Flat World Business Rules

By Ernie A. Cevallos


“The Six Sigma master was once the undisputed authority in management. But Fortune is finding that today's smart CEOs are following a different set of rules.” A recent article in Fortune blasted out the news that Jack Welch's rules for running a successful business have gone out, and the poor guy has only been out of the corner office for five (5) years. How time flies. Yet in the offices of corporate America, the momentum of the old rules is strong. Many business leaders are following playbooks that apparently have been distorted by progress and time.

If you didn't see the piece, the list was kind of interesting:


New Rules vs. Old Rules

1 Agile is best; being big can bite you. Big dogs own the street.
2 Find a niche, create something new. Be No. 1 or No. 2 in your market.
3 The customer is king. Shareholders rule.
4 Look out, not in. Be lean and mean.
5 Hire passionate people. Rank your players; go with the A's.
6 Hire a courageous CEO. Hire a charismatic CEO.
7 Admire my soul. Admire my might.

As much as I, along with the rest of the universe, admire the results of what GE accomplished during Jack's tenure, it does not necessarily follow that his leadership "rules" are the be all and end all. Because of Jack's personality and style he is often looked at as a benchmark when it comes to leadership. This is understandable, but as we all know there are lots of other companies that have done extremely well with leadership styles that were very different from Jack's. There are also plenty of examples of ones that have failed with leaders whose styles and rules were like Jack's. I guess that is why they call it "situational leadership."

Jack Welch advocated lean and mean, and lowest cost–and corporate America got out its ax. Welch liked to rank players and weed out the non-performers–and HR departments turned henchmen. Everybody joined the bandwagon including academics, consulting firms, and leaders looking for answers to sustain growth and impress Wall Street. According to Harvard Business School's Rakesh Khurana, this is the legacy of the Old Rules. Managing to create shareholder value became managed earnings, and managing quarter to quarter to please the Street. "That meant a disinvestment in the future," says Khurana, author of "Searching for a Corporate Savior."

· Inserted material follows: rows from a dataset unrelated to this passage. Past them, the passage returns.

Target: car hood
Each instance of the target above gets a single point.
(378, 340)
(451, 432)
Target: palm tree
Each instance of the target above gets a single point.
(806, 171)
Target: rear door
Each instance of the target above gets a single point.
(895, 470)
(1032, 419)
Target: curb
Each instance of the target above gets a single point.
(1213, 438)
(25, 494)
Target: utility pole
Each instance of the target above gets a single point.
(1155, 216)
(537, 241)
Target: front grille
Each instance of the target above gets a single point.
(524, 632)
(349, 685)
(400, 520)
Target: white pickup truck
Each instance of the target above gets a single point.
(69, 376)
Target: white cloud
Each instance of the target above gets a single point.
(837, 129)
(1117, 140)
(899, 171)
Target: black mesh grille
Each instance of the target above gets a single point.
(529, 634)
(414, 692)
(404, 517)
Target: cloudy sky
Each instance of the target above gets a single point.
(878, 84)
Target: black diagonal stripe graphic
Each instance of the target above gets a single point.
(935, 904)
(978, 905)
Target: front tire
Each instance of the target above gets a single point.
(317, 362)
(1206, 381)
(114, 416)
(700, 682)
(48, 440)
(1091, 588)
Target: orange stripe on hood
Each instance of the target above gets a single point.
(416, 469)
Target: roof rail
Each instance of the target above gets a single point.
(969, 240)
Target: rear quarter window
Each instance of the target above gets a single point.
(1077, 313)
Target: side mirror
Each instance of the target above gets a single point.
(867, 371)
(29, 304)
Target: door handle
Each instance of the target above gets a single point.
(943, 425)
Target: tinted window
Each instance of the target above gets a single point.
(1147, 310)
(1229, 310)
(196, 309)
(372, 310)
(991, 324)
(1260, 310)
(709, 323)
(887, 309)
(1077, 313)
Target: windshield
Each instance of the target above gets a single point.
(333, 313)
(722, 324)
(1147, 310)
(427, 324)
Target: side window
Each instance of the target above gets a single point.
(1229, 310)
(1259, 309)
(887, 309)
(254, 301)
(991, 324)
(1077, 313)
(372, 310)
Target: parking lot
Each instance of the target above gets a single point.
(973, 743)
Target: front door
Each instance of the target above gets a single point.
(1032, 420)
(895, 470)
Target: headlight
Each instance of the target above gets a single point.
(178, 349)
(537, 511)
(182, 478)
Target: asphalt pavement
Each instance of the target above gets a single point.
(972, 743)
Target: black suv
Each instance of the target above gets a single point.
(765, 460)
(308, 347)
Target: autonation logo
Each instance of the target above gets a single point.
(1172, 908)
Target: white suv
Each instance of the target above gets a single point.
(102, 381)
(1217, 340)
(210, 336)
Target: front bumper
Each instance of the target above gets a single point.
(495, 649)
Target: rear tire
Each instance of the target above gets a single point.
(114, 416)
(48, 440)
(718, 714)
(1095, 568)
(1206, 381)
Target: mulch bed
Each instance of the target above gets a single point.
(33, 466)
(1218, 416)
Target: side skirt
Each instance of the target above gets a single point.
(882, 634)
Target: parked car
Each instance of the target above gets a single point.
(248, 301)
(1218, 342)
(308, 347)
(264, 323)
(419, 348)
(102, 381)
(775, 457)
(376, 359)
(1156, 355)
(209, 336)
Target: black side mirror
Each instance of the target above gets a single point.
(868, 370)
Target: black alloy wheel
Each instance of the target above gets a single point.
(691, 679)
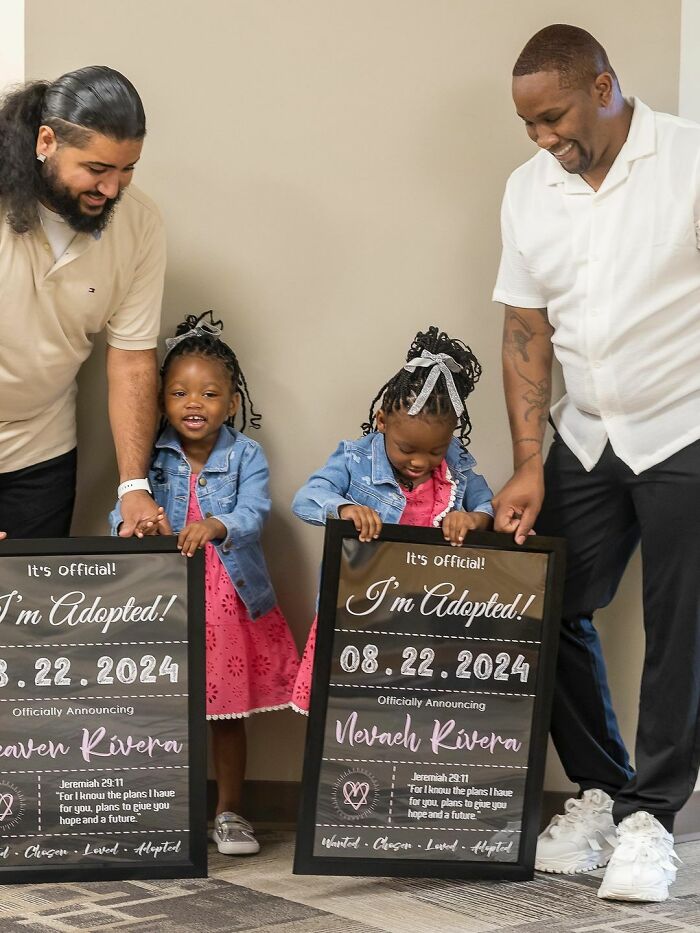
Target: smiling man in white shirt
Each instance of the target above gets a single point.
(600, 266)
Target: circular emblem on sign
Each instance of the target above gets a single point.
(12, 806)
(355, 794)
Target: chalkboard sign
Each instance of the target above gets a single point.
(432, 689)
(102, 740)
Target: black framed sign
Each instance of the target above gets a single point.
(433, 681)
(102, 740)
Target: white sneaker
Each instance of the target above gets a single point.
(580, 839)
(642, 866)
(234, 835)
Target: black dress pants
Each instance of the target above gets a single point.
(37, 501)
(603, 515)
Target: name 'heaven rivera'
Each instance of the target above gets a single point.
(92, 745)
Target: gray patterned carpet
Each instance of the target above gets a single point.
(260, 894)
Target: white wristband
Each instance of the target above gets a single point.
(130, 485)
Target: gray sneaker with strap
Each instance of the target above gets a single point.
(234, 835)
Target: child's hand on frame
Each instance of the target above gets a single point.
(197, 534)
(366, 521)
(159, 525)
(456, 525)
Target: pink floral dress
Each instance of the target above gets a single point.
(251, 665)
(426, 505)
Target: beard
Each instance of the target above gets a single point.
(58, 198)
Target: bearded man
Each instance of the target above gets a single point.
(80, 251)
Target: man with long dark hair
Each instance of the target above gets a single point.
(600, 266)
(80, 251)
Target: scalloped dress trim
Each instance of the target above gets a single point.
(453, 495)
(251, 712)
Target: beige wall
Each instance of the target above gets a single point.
(330, 174)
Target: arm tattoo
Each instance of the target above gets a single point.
(518, 334)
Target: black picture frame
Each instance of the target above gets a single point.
(195, 866)
(305, 860)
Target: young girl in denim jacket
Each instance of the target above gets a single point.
(408, 468)
(211, 482)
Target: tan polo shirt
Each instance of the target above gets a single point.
(51, 310)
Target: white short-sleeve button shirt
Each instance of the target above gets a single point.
(618, 271)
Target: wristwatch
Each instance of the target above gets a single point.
(130, 485)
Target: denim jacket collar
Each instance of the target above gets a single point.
(218, 461)
(382, 471)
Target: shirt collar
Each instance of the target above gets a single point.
(640, 142)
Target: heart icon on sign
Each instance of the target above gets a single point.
(354, 793)
(6, 802)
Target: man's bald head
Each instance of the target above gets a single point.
(574, 54)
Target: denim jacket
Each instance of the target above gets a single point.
(359, 473)
(233, 488)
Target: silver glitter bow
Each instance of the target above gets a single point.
(442, 365)
(200, 330)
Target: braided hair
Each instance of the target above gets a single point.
(401, 391)
(210, 346)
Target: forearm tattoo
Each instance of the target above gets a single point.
(518, 334)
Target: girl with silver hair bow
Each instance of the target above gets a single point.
(408, 468)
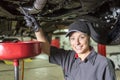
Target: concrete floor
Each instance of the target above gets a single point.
(37, 69)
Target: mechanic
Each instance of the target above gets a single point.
(80, 63)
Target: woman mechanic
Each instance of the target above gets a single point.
(80, 63)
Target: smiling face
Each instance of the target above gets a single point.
(80, 42)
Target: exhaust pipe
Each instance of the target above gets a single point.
(37, 7)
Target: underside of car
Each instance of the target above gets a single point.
(57, 14)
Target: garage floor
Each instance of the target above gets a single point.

The new challenge is about adaptability, agility, inventiveness and, of course, great people. We witnessed how Apple’s innovation with the iPod made the company take off, and how Dell transformed an industry by upending Compaq, IBM, and Hewlett-Packard. Google is the ultimate answer and advertising machine, and nobody imagined that Internet business model till Larry Page and Sergey Brin made it happen, and created a company with a market cap of $114 billion in a short 5 years.

So, I don't know if it's the fact that the "rules" of leadership have really changed and the old ones don't work anymore–or if it is simply that we have "new rules" driven by paradigm shifts such as globalization, the Internet, recognition of human capital, and technology breakthroughs. Whatever it was, things changed, and there are seven old rules with apparent limitations–and seven replacements that point toward a new model for success.